GSoC'23 -- Week 10

Baole Fang <baole.fang@xxxxxxxxx> · Thu, 10 Aug 2023 11:22:21 -0400

---
title: "Week 10"
date: 2023-08-03
---

### Smart inference

Previously, jenkins only uses [testfailure](https://github.com/baolef/libreoffice-ci/blob/main/models/testfailure.py) results to decide whether the patch will pass or fail. Since it is not very accurate and [testselect](https://github.com/baolef/libreoffice-ci/blob/main/models/testselect.py) is accurate, a better algorithm using its prediction is used to pass or fail a patch.

[testoverall](https://github.com/baolef/libreoffice-ci/blob/main/models/testoverall.py) is proposed to integrate [testselect's](https://github.com/baolef/libreoffice-ci/blob/main/models/testselect.py) predictions into [testfailure](https://github.com/baolef/libreoffice-ci/blob/main/models/testfailure.py). Compared to [testfailure](https://github.com/baolef/libreoffice-ci/blob/main/models/testfailure.py), its failure recall significantly increases from 54% to 71%, while pass recall slightly drops from 70% to 65%. Since failure recall is much more important than pass recall, the model is a huge improvement.

Due to [testoverall](https://github.com/baolef/libreoffice-ci/blob/main/models/testoverall.py) outstanding performance, it replaces [testfailure](https://github.com/baolef/libreoffice-ci/blob/main/models/testfailure.py) in inference.
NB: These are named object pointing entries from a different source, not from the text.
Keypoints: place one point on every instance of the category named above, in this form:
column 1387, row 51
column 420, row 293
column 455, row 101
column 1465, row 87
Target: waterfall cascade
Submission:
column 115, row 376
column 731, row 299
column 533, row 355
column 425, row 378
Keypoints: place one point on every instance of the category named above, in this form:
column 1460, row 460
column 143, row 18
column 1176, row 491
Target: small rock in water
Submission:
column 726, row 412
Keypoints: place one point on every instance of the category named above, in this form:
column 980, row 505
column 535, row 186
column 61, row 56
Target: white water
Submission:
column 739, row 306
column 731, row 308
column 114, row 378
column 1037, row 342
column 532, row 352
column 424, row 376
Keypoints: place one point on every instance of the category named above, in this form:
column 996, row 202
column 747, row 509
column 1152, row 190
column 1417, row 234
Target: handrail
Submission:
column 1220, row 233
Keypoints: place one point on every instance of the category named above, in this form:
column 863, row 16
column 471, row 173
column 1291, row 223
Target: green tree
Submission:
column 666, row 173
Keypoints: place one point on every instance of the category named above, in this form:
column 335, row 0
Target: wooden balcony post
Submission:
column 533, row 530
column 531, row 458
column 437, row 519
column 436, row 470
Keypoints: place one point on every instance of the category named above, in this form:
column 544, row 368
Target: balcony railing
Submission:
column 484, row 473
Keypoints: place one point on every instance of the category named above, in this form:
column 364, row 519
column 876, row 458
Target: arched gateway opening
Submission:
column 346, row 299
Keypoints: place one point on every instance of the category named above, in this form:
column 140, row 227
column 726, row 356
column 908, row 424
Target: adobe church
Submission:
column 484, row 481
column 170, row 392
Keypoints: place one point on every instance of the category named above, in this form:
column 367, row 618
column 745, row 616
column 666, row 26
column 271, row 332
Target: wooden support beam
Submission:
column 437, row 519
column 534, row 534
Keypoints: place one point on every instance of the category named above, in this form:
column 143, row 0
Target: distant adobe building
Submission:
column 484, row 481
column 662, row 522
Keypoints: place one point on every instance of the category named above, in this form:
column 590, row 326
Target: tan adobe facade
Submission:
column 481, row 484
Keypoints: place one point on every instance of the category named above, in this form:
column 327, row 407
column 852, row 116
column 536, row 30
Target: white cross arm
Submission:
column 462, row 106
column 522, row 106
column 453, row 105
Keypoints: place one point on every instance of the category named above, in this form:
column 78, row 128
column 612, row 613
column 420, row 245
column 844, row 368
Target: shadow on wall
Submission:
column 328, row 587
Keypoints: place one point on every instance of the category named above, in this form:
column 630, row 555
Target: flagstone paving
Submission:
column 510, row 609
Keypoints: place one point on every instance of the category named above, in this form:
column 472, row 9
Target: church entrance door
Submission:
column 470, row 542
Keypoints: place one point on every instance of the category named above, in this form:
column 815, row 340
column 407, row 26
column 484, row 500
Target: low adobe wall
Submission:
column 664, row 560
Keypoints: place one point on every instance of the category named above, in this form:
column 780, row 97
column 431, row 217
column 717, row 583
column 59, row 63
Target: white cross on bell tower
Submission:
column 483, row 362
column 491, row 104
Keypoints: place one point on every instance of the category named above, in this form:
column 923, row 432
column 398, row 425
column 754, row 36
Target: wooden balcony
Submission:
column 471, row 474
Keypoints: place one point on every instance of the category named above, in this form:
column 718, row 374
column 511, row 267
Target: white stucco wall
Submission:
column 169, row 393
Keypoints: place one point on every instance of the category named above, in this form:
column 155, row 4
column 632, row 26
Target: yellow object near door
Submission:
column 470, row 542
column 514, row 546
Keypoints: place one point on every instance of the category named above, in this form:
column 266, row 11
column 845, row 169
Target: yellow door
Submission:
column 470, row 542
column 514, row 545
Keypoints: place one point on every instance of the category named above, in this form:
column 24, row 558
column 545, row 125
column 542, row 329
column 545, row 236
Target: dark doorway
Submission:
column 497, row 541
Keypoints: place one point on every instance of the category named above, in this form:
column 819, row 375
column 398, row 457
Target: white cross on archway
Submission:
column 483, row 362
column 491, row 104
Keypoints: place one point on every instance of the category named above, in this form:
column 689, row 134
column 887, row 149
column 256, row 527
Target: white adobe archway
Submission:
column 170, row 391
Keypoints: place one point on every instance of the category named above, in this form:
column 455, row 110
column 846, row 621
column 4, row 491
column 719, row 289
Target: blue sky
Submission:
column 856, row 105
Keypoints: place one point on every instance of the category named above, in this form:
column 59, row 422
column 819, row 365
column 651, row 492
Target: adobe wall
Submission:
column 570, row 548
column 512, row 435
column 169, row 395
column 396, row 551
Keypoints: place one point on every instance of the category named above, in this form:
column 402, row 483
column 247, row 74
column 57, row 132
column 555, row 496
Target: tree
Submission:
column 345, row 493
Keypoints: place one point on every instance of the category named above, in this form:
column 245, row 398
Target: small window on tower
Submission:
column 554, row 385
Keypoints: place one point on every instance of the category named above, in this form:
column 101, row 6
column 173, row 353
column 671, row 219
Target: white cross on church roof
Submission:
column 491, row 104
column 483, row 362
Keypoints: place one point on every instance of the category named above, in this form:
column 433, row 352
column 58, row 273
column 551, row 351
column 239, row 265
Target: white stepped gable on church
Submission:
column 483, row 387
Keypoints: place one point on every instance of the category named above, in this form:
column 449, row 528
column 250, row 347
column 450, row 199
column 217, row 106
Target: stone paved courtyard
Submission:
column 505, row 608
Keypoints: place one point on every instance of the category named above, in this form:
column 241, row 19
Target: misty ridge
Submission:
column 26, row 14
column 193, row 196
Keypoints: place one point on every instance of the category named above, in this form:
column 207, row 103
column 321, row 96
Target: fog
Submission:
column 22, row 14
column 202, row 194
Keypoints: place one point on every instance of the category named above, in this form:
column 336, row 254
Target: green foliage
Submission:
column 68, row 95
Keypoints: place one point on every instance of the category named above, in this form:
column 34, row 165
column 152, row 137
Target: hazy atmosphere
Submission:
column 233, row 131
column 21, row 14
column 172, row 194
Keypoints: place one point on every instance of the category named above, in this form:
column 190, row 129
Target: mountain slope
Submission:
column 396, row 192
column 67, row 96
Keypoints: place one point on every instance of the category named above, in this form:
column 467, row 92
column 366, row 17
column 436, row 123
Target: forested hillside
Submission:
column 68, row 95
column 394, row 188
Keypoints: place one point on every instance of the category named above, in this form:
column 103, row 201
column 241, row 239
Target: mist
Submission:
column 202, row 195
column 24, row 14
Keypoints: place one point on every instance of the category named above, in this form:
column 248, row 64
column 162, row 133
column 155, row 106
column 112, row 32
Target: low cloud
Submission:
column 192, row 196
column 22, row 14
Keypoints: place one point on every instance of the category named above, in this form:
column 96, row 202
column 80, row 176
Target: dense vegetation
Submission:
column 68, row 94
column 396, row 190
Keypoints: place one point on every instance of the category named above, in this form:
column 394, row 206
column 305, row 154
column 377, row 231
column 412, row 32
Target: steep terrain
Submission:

Besides, a new condition is added to decide whether the patch should pass or fail. Originally, it only looks at whether the overall failing probability has reached a threshold (0.4). Now, the number of failed unit tests are counted. If it reaches the threshold (10), then the patch is also considered to be failed. With the improved algorithm, the inference is able to recall 91% failures, while reducing computation by 57%.

### Jenkins integration

Currently, the model is integrated into Jenkins job [gerrit_master_ml](https://ci.libreoffice.org/job/gerrit_master_ml/). It first runs the machine learning model to predict whether the patch will pass or fail. If the patch is likely to fail, then the [fast track](https://ci.libreoffice.org/job/gerrit_master_seq/) will be run. If it is likely to fail, then the [normal build](https://ci.libreoffice.org/job/gerrit_master/) will be run.